What is the actual use of this?

This research team used Google's first-party location data to identify San Jose's Interstate 880/US 101 interchange as a site with statistically extreme amounts of hard braking by Android Auto users.

But you don't need machine learning to know that... San Jose Mercury News readers voted that exact location as the worst interchange in the entire Bay Area in a 2018 reader poll [1]

It's not a lack of knowledge by Caltrans or Santa Clara County's congestion management agency that is keeping that interchange as-is. Rather, it's the physical constraints of a nearby airport (so no room for flyovers), a nearby river (so probably no tunneling), and surrounding private landowners and train tracks.

Leaving aside the specifics of the 880/101 interchange, the Google blog post suggests that they'll use this worst-case scenario on a limited access freeway to inform their future machine-learning analyses of other roads around the country, including ones where presumably there are also pedestrians and cyclists.

No doubt some state departments of transportation will line up to buy these new "insights" from Google (forgetting that they actually already buy similar products from TomTom, Inrix, StreetLight, et al.) [2]

While I genuinely see the value in data-informed decision making for transportation and urban planning, it's not a lack of data that's causing problems at this particular freeway intersection. This blog post is an underbaked advertisement.

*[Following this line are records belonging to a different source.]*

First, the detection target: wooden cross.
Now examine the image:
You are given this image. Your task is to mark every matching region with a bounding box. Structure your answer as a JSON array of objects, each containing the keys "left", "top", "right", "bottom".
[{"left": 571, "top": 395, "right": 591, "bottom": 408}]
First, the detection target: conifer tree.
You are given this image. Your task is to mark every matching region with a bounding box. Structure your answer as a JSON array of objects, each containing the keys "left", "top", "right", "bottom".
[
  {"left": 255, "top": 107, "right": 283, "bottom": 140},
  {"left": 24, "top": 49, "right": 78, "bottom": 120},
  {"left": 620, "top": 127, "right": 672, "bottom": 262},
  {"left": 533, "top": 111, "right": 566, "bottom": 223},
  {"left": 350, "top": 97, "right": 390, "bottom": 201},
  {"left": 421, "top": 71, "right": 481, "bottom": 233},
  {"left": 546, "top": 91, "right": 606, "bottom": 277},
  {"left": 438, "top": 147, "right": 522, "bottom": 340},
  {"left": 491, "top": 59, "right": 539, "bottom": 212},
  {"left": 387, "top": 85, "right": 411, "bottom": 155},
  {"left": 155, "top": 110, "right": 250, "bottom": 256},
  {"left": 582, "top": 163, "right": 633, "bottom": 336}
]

[1] https://www.mercurynews.com/2018/04/13/101-880-ranks-as-bay-...

[2] https://www.tomtom.com/products/traffic-stats/ https://inrix.com/products/ai-traffic/ https://www.streetlightdata.com/traffic-planning/

> What is the actual use of this?

From the article:

"Our analysis of road segments in California and Virginia revealed that the number of segments with observed HBEs was 18 times greater than those with reported crashes. While crash data is notoriously sparse — requiring years to observe a single event on some local roads — HBEs provide a continuous stream of data, effectively filling the gaps in the safety map."

So we don't have to wait until an accident actually occurs before we can identify unsafe roads and improve them.

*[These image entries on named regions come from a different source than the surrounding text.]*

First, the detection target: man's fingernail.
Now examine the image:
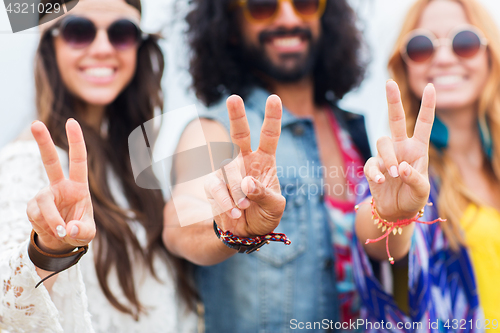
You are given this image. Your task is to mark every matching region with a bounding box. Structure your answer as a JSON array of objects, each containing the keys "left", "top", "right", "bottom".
[
  {"left": 248, "top": 179, "right": 255, "bottom": 193},
  {"left": 404, "top": 165, "right": 411, "bottom": 177},
  {"left": 56, "top": 225, "right": 66, "bottom": 238},
  {"left": 231, "top": 208, "right": 241, "bottom": 219},
  {"left": 238, "top": 198, "right": 250, "bottom": 208},
  {"left": 391, "top": 165, "right": 399, "bottom": 178},
  {"left": 69, "top": 225, "right": 79, "bottom": 238}
]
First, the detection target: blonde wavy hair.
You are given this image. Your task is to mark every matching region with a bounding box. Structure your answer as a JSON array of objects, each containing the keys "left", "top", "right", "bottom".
[{"left": 388, "top": 0, "right": 500, "bottom": 250}]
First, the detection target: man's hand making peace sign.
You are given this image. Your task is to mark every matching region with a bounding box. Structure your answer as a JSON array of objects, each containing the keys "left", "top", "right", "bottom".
[
  {"left": 163, "top": 95, "right": 284, "bottom": 265},
  {"left": 356, "top": 80, "right": 436, "bottom": 260},
  {"left": 205, "top": 95, "right": 286, "bottom": 237}
]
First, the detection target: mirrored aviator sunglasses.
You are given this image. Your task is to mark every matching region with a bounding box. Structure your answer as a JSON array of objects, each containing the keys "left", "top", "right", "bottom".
[
  {"left": 52, "top": 16, "right": 148, "bottom": 50},
  {"left": 232, "top": 0, "right": 327, "bottom": 23},
  {"left": 401, "top": 26, "right": 488, "bottom": 64}
]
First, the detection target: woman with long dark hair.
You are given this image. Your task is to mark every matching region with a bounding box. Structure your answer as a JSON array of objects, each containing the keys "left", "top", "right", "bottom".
[
  {"left": 355, "top": 0, "right": 500, "bottom": 332},
  {"left": 0, "top": 0, "right": 196, "bottom": 332}
]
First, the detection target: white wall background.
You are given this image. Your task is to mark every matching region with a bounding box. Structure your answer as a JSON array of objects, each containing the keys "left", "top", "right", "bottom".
[{"left": 0, "top": 0, "right": 500, "bottom": 153}]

Actual use: autonomous vehicles know to be "more careful" here, perhaps to do "Jersey left" turns - right turn and U-Turn or other risk compensation strategies.

I'd love to see them incorporate visual detection of vehicle crash debris as well. There are two intersections in my area that consistently have crash debris like broken window glass and broken plastic parts and license plates from crashes. I know they are dangerous, but I don't know if autonomous vehicles also know that they are dangerous.

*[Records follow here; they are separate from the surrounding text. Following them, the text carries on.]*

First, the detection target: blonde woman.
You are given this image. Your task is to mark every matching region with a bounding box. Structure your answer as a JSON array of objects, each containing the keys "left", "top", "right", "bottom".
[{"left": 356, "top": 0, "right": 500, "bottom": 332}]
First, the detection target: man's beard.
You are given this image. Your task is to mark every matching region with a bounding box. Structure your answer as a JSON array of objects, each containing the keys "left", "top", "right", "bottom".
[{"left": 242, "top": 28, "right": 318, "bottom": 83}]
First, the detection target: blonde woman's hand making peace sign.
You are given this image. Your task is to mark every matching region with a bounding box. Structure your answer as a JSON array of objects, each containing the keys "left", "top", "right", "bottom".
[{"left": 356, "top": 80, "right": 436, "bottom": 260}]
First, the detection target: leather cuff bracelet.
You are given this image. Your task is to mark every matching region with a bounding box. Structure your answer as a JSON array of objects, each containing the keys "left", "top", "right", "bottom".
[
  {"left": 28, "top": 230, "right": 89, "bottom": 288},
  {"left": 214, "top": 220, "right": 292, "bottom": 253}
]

>No doubt some state departments of transportation will line up to buy these new "insights" from Google (forgetting that they actually already buy similar products from TomTom, Inrix, StreetLight, et al.) [2]

Google/Apple probably collect a massively larger amount of data than those other companies, putting those other companies at a risk of losing future revenue.

Between Google and Apple pretty much every car in the US is monitored.

Yeah, Google and Apple do probably have much more first-party probe data of passenger vehicles. But it really depends on the type of traffic data product. For some use-cases, it's more than sufficient for the vendor to buy probe data from specific types of fleet vehicles (like work trucks).

Where Google/Apple's coverage is quite valuable is for near-real-time speeds for atypical events -- say like yesterday's Super Bowl. But that's not what this blog post is about -- this post is about a well-established pattern that can be identified with historical datasets.

All that to say that vendors sell a wide variety of data products to transportation planners, but just because Google is now entering this niche market doesn't mean they'll be "the best" or even realize what their strengths are.

It does look much more like a revenue play. The data already exists, but not from the conglomorates and not as uniformly formatted.

Caltrans could lower the speed at that interchange, and use traffic calming to actually get people to drive slower. Good traffic engineering can still make a difference even with the existing physical limitations.

Absolutely nothing in this research suggests machine learning. All this is saying is that the hard braking events are associated with dangerous road segments that are well-known by other measures (in this case, reported crash rates).

On the interchange in question, they can always redo how the merge is designed in the same space. There is no excuse for that.

Please see:

> It's not a lack of knowledge by Caltrans or Santa Clara County's congestion management agency that is keeping that interchange as-is. Rather, it's the physical constraints of a nearby airport (so no room for flyovers), a nearby river (so probably no tunneling), and surrounding private landowners and train tracks.

The most recent budget estimate is $1bn for any changes to this interchange

Indeed why would you even need this or a poll? The crash statistics already exist. What's the purpose of a proxy predictor unless the label is something too low signal to detect but may become a big issue later. The only such case is a new road that recently opened.